With “First Reformed,” Schrader delivers his most impactful work in years, with Ethan Hawke’s haunting and brilliant work as Ernst Toller joining the ranks of great lead performances in Schrader films. This is an inescapably memorable and at times almost unbearably sorrowful piece of work.

The opening shot of “First Reformed” — a slow camera track towards a small, white, colonial church — could be the introduction to a horror film, and at times that would be an accurate description of the events depicted.

But there are no 18th century ghosts or supernatural beings looming in this story. The demons come from within. The horrifying acts are committed by human beings for whom we have genuine sympathy.

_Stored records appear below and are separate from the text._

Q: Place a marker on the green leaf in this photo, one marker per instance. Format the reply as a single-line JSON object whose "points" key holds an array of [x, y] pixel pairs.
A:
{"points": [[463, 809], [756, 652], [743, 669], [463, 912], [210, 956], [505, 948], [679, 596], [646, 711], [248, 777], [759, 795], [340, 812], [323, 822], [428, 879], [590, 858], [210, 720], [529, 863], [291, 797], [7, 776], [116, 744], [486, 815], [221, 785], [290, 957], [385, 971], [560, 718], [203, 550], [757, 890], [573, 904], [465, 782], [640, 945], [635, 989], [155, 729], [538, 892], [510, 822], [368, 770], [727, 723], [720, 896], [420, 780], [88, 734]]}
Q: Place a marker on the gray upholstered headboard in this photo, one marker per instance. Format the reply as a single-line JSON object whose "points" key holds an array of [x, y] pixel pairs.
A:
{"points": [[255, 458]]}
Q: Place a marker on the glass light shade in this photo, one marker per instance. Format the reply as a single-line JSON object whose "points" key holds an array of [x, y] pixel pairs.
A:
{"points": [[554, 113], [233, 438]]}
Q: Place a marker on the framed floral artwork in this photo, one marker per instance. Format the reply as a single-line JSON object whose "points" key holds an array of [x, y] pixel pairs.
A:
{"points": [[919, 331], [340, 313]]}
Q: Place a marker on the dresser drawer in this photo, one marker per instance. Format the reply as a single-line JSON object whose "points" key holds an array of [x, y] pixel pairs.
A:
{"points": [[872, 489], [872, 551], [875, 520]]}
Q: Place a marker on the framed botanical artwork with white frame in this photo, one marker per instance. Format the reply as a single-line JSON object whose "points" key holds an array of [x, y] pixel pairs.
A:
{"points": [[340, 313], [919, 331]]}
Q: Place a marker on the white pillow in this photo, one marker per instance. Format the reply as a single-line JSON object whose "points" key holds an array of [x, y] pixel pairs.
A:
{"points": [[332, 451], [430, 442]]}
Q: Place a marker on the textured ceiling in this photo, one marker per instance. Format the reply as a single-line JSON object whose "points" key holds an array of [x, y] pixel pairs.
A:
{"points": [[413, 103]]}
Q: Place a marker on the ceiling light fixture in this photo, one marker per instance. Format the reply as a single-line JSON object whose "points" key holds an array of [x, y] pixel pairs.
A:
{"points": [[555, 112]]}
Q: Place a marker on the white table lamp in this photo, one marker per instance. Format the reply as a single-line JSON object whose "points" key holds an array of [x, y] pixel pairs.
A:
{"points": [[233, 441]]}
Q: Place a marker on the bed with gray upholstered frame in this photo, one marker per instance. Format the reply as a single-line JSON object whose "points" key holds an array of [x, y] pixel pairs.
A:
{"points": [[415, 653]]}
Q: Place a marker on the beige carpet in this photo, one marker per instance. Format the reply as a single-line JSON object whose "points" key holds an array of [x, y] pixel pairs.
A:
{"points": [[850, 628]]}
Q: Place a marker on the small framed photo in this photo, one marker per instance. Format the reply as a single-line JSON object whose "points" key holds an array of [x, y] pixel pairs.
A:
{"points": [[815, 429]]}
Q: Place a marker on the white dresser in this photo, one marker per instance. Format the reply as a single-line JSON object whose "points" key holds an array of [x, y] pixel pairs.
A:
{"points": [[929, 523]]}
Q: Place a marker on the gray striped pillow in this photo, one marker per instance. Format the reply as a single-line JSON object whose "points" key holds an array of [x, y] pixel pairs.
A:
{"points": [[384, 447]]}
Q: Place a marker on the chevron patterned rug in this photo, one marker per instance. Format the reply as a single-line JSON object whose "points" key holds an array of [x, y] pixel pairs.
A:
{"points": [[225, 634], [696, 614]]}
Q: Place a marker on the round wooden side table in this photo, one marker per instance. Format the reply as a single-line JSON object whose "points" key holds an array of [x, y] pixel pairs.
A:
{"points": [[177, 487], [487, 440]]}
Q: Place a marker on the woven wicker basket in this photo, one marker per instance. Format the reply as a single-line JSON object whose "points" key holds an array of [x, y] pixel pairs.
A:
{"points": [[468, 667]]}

Hawke’s Rev. Toller is the pastor of the tiny First Reformed Church, which has a congregation of about a dozen, judging by the attendance at Sunday services. About to celebrate its 250th anniversary, the church exists mainly as a minor tourist attraction, with Toller showing visitors the trapdoor that led to a shelter for the Underground Railroad and encouraging folks to pick up a hat or a T-shirt or a trinket in the gift shop.

To say Toller is a man in crisis would be a massive understatement. He is seriously ill (blood shows up every time he urinates). He’s good for about a fifth of booze every night, as he furiously scribbles in his diary. He is haunted by the death of his only son, who was killed in action. (Toller’s wife left him because it was Toller who encouraged the boy to sign up for duty).

Amanda Seyfried gives a lovely, low-key performance as the pregnant Mary, an earnest and deeply faithful First Reformed parishioner. (Not much of a leap to speculate “Mary” is probably not an accidental name for this character.)

Mary asks Toller to help her husband Michael (Philip Ettinger), a radical environmentalist who believes the world is doomed and they should not bring a child into this world. (Toller’s counseling session with Michael, with Toller carefully choosing his words and Michael passionately explaining his conspiracy theories and his anguish at what humankind has done to the planet, is a master class featuring two fine actors and expertly crafted dialogue.)
 The environmental angle in “First Reformed” takes a perhaps too-convenient turn when Michael’s story arc overlaps with Toller’s run-ins with local industrialist Edward Balq (Michael Gaston). In addition to being one of the worst polluters in the nation, Balq happens to be the biggest and most influential donor to the Abundant Life Ministries, a mega-church that owns First Reformed.

Cedric Kyles, better known as Cedric the Entertainer, is pitch-perfect in a straightforward dramatic role as the charismatic, deep-pocketed leader of Abundant Life, who has a soft spot for Toller but doesn’t hesitate to call him out for his drinking and his erratic behavior, and his failure to truly do God’s work.

The final act of “First Reformed” includes an almost hallucinogenic spiritual trip — and a sequence of white-knuckled intensity that includes an image almost daring you to close your eyes or look away. Schrader pulls no spiritual punches.

★★★1⁄2

A24 presents a film written and directed by Paul Schrader. Rated R (for some disturbing violent images). Running time: 113 minutes. Opens Friday at local theaters.